FAO in Jamaica, Bahamas and Belize

Cassava bread gets thumbs up: stakeholders in Jamaica hopeful about commercial potential


Under FAO’s sub-regional project for Processing and Market Development of Cassava in select Caribbean Community Countries, a baking demonstration and sampling exercise were the latest steps in promoting cassava as a viable commercial product for Jamaica and other countries in the Caribbean.

On July 13, 2016, 10 local bakers attended and participated in the baking demonstration exercise organized by FAO in collaboration with the Ministry of Industry, Commerce, Agriculture and Fisheries and the Caribbean Agri-Business Association (CABA).

The baking demonstration and sampling session hosted at the University of Technology’s (UTECH) School of Hospitality and Tourism Management had the objective to provide knowledge and training for at least 8 bakeries in Jamaica, which would build their capacity to make bread, replacing regular flour with either 30% cassava flour or 40% grated cassava in commercial bread making.

According to the project’s regional coordinator, Vermaran Extavour, the project has the wider aim of assisting the selected countries to increase utilization and marketing of cassava through exposure to new value added options and improved processing technologies to meet food and industrial uses.

Given the high food import bill of the Caribbean region, cassava is also being promoted as one of the mechanisms to assist countries within the region to reduce their food import bill. Following the cassava bread baking demonstration, over 20 stakeholders were then invited to sample the different formulations, first on its own, then with assorted traditional toppings such as butter, jam and cheese.
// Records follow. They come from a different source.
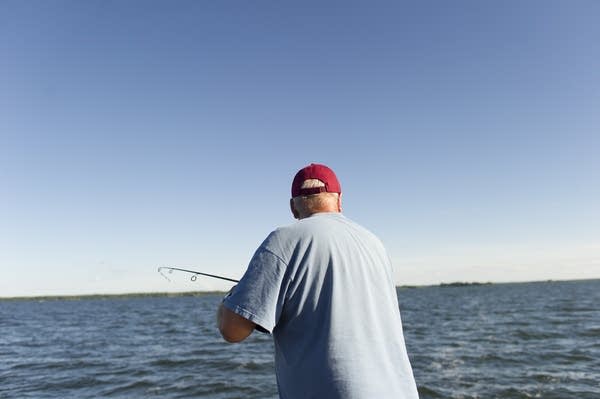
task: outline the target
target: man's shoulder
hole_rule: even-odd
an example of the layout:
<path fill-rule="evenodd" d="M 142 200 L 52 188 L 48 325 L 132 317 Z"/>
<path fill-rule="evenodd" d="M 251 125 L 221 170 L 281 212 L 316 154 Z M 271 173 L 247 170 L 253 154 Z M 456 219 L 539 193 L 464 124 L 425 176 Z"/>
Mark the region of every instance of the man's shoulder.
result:
<path fill-rule="evenodd" d="M 341 214 L 316 214 L 297 220 L 273 230 L 263 241 L 261 248 L 285 257 L 285 254 L 289 254 L 302 243 L 320 240 L 332 232 L 335 234 L 336 224 L 340 221 L 346 223 L 347 220 Z"/>
<path fill-rule="evenodd" d="M 298 239 L 307 235 L 310 236 L 314 233 L 330 230 L 336 226 L 350 224 L 356 223 L 352 222 L 341 213 L 323 212 L 316 213 L 312 216 L 297 220 L 294 223 L 285 226 L 280 226 L 271 234 L 281 238 Z"/>
<path fill-rule="evenodd" d="M 327 241 L 334 238 L 343 239 L 345 236 L 381 244 L 379 237 L 369 229 L 337 212 L 317 213 L 292 224 L 278 227 L 266 241 L 289 245 L 303 240 Z"/>

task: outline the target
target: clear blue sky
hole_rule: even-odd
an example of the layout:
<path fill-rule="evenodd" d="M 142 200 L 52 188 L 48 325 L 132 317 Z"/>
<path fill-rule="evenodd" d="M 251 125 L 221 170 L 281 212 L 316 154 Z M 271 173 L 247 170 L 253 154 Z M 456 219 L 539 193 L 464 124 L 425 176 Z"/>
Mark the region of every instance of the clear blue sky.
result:
<path fill-rule="evenodd" d="M 225 288 L 337 172 L 398 284 L 600 277 L 600 2 L 3 1 L 0 296 Z"/>

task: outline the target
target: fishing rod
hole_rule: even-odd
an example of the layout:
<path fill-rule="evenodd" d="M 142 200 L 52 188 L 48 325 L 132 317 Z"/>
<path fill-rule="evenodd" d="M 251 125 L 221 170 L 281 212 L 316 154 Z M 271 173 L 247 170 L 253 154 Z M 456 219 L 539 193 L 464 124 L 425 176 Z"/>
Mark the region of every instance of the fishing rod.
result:
<path fill-rule="evenodd" d="M 195 270 L 180 269 L 179 267 L 169 267 L 169 266 L 161 266 L 161 267 L 159 267 L 158 268 L 158 272 L 161 274 L 161 276 L 163 276 L 164 278 L 166 278 L 169 281 L 171 281 L 171 279 L 168 278 L 162 272 L 163 270 L 168 270 L 169 274 L 173 273 L 173 270 L 178 270 L 180 272 L 186 272 L 186 273 L 192 273 L 193 276 L 190 278 L 190 280 L 192 280 L 192 281 L 196 281 L 196 278 L 198 278 L 198 276 L 206 276 L 206 277 L 212 277 L 212 278 L 218 278 L 218 279 L 221 279 L 221 280 L 231 281 L 231 282 L 234 282 L 234 283 L 239 283 L 239 280 L 234 280 L 232 278 L 223 277 L 223 276 L 217 276 L 216 274 L 208 274 L 208 273 L 197 272 Z"/>

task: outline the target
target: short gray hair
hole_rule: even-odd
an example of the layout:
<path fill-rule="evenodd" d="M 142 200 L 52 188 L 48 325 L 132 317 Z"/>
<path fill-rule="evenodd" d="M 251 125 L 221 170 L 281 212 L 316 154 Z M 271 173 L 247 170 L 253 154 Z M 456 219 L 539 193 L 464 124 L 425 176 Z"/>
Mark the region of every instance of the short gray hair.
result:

Largely, the stakeholders agreed that the freshly baked bread was desirable as it had a lighter texture than the traditional hard dough bread, a lovely aroma and, with further development, the slight difference in taste would make it appealing to some segments of the local market.

The bakers also shared feedback based on the baking demonstrations and noted that the formulation and methodology was detailed and easy to follow and they believed their respective organizations would be open to utilizing cassava in commercial bread production once they had properly trained staff to oversee the process.
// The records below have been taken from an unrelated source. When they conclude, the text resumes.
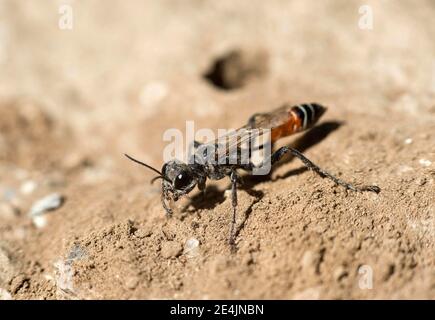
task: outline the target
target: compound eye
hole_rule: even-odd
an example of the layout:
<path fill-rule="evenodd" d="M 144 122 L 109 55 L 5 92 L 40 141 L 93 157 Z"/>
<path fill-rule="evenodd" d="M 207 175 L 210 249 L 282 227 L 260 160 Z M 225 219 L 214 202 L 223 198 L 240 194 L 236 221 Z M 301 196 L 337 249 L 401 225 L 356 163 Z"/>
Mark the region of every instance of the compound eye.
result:
<path fill-rule="evenodd" d="M 178 190 L 184 189 L 190 184 L 191 181 L 192 179 L 190 176 L 187 173 L 182 172 L 175 178 L 174 187 Z"/>

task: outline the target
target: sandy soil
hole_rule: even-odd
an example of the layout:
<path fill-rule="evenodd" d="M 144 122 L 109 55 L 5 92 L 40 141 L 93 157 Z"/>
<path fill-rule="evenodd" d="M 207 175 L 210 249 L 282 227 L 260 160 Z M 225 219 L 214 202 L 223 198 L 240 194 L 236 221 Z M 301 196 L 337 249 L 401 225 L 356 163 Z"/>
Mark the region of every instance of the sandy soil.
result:
<path fill-rule="evenodd" d="M 0 298 L 434 299 L 434 2 L 309 3 L 0 1 Z M 282 145 L 382 191 L 286 159 L 245 179 L 235 253 L 228 181 L 166 219 L 122 156 L 160 168 L 186 120 L 311 101 L 328 112 Z"/>

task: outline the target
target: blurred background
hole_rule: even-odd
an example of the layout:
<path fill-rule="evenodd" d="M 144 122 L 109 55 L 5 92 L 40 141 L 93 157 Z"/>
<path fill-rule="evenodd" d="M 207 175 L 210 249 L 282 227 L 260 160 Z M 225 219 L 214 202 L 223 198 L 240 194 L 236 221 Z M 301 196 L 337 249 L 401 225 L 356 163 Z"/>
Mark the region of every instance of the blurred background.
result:
<path fill-rule="evenodd" d="M 415 214 L 412 219 L 420 222 L 429 219 L 430 226 L 435 161 L 434 18 L 431 0 L 0 0 L 0 293 L 21 298 L 62 298 L 65 292 L 68 298 L 236 297 L 233 289 L 222 285 L 217 290 L 212 283 L 201 294 L 194 288 L 183 289 L 189 286 L 179 284 L 187 274 L 181 267 L 172 273 L 147 273 L 144 265 L 158 261 L 153 256 L 149 261 L 142 257 L 143 262 L 132 267 L 134 275 L 129 274 L 127 280 L 133 289 L 116 291 L 106 284 L 98 293 L 89 288 L 73 290 L 68 284 L 62 287 L 63 278 L 54 276 L 59 267 L 53 263 L 59 252 L 68 256 L 71 247 L 78 248 L 73 244 L 85 243 L 92 232 L 98 238 L 98 230 L 127 219 L 139 225 L 166 225 L 158 186 L 147 186 L 151 174 L 127 162 L 123 153 L 160 168 L 166 129 L 184 130 L 186 120 L 195 120 L 196 128 L 238 127 L 253 113 L 284 102 L 317 101 L 329 107 L 326 120 L 346 122 L 344 131 L 337 130 L 342 133 L 328 138 L 324 147 L 319 144 L 312 154 L 336 172 L 350 178 L 357 172 L 361 182 L 384 182 L 396 191 L 401 190 L 397 176 L 402 182 L 424 181 L 422 207 L 405 201 L 403 214 Z M 404 149 L 411 143 L 413 149 Z M 281 174 L 288 167 L 283 170 Z M 306 177 L 300 177 L 301 185 Z M 299 188 L 299 182 L 292 183 Z M 283 186 L 277 188 L 283 190 Z M 51 199 L 51 205 L 56 209 L 63 204 L 62 217 L 54 213 L 47 220 L 35 219 L 39 213 L 29 216 L 36 201 L 53 193 L 60 194 Z M 390 203 L 395 202 L 393 193 L 391 197 Z M 217 212 L 224 214 L 226 209 L 221 209 Z M 213 212 L 213 207 L 203 210 Z M 401 209 L 376 210 L 381 214 Z M 190 219 L 194 218 L 187 218 L 189 225 Z M 225 223 L 216 229 L 209 226 L 210 236 L 210 230 L 219 232 Z M 217 238 L 222 244 L 215 243 L 219 250 L 226 250 L 224 230 L 222 239 Z M 178 232 L 184 243 L 188 232 Z M 160 252 L 158 239 L 153 241 Z M 433 244 L 433 235 L 430 239 L 428 243 Z M 280 250 L 293 250 L 286 241 L 282 243 Z M 144 246 L 132 251 L 142 252 Z M 204 248 L 213 256 L 215 249 Z M 377 248 L 379 256 L 383 250 L 391 251 Z M 89 254 L 93 249 L 87 250 Z M 416 259 L 425 266 L 430 254 L 417 253 L 421 255 Z M 80 256 L 80 252 L 74 254 Z M 113 254 L 107 254 L 107 261 L 118 261 Z M 264 259 L 267 265 L 274 264 Z M 359 263 L 357 258 L 344 263 L 343 274 L 355 277 L 354 269 L 347 268 Z M 122 262 L 114 265 L 117 270 L 126 268 Z M 390 265 L 381 263 L 387 274 Z M 397 274 L 400 267 L 393 265 Z M 94 276 L 104 279 L 101 274 L 89 275 L 89 266 L 81 268 L 88 278 L 76 279 L 77 283 L 93 283 L 89 279 Z M 208 267 L 202 270 L 204 274 L 210 271 Z M 279 282 L 283 270 L 268 273 L 256 268 L 250 275 L 258 272 L 257 281 L 273 283 Z M 230 268 L 228 272 L 230 278 L 245 279 L 241 275 L 248 271 L 232 273 Z M 150 274 L 158 279 L 154 284 Z M 328 277 L 316 275 L 327 283 Z M 430 290 L 418 287 L 425 279 L 410 281 L 400 294 L 409 297 L 419 292 L 427 297 Z M 287 289 L 278 285 L 278 289 L 265 286 L 251 291 L 247 284 L 238 288 L 237 297 L 289 298 L 298 297 L 297 292 L 303 297 L 307 286 L 313 285 L 280 281 Z M 98 287 L 95 283 L 90 286 Z M 152 290 L 144 291 L 138 283 L 148 283 Z M 375 296 L 390 297 L 403 287 L 403 282 L 397 283 Z M 335 292 L 341 297 L 370 297 L 352 291 L 353 287 L 347 283 Z M 317 295 L 314 290 L 314 298 L 335 297 L 328 290 L 322 292 Z M 305 294 L 313 297 L 313 291 Z"/>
Post sampling meetings were also held with key stakeholders to discuss the status of the industry and possible opportunities and challenges linked to the cassava development initiative.
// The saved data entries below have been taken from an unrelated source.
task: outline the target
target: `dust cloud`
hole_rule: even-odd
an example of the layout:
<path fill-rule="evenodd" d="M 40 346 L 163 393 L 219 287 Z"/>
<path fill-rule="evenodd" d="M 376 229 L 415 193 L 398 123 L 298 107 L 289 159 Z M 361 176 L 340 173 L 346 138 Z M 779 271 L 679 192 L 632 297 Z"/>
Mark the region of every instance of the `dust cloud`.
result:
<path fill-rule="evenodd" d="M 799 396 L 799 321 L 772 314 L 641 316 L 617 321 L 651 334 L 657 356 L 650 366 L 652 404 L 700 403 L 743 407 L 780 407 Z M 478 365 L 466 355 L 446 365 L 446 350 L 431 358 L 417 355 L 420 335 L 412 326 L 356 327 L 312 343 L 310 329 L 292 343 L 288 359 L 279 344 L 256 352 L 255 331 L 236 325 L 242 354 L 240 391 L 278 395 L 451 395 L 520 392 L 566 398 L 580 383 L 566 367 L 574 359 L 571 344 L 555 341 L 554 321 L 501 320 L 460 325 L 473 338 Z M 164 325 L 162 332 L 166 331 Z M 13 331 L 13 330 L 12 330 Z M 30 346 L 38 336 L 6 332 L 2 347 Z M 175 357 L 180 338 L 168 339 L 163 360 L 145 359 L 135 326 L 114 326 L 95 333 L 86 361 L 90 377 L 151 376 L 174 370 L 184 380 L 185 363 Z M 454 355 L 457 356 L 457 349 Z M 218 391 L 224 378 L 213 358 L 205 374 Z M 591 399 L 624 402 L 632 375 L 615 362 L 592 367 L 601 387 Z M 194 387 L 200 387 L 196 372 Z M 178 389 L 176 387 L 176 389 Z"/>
Jamaica’s baking demonstration and sampling exercise follows the successful launch of cassava bread in neighbouring Barbados where the product is now available in several commercial outlets island-wide.

At the larger level, the FAO’s project for Processing and Market Development of Cassava in select CARICOM countries also hopes to use cassava to replace a portion of wheat flour, which is a top 10 imported crop. Cassava is also recognized for its climate change resilience.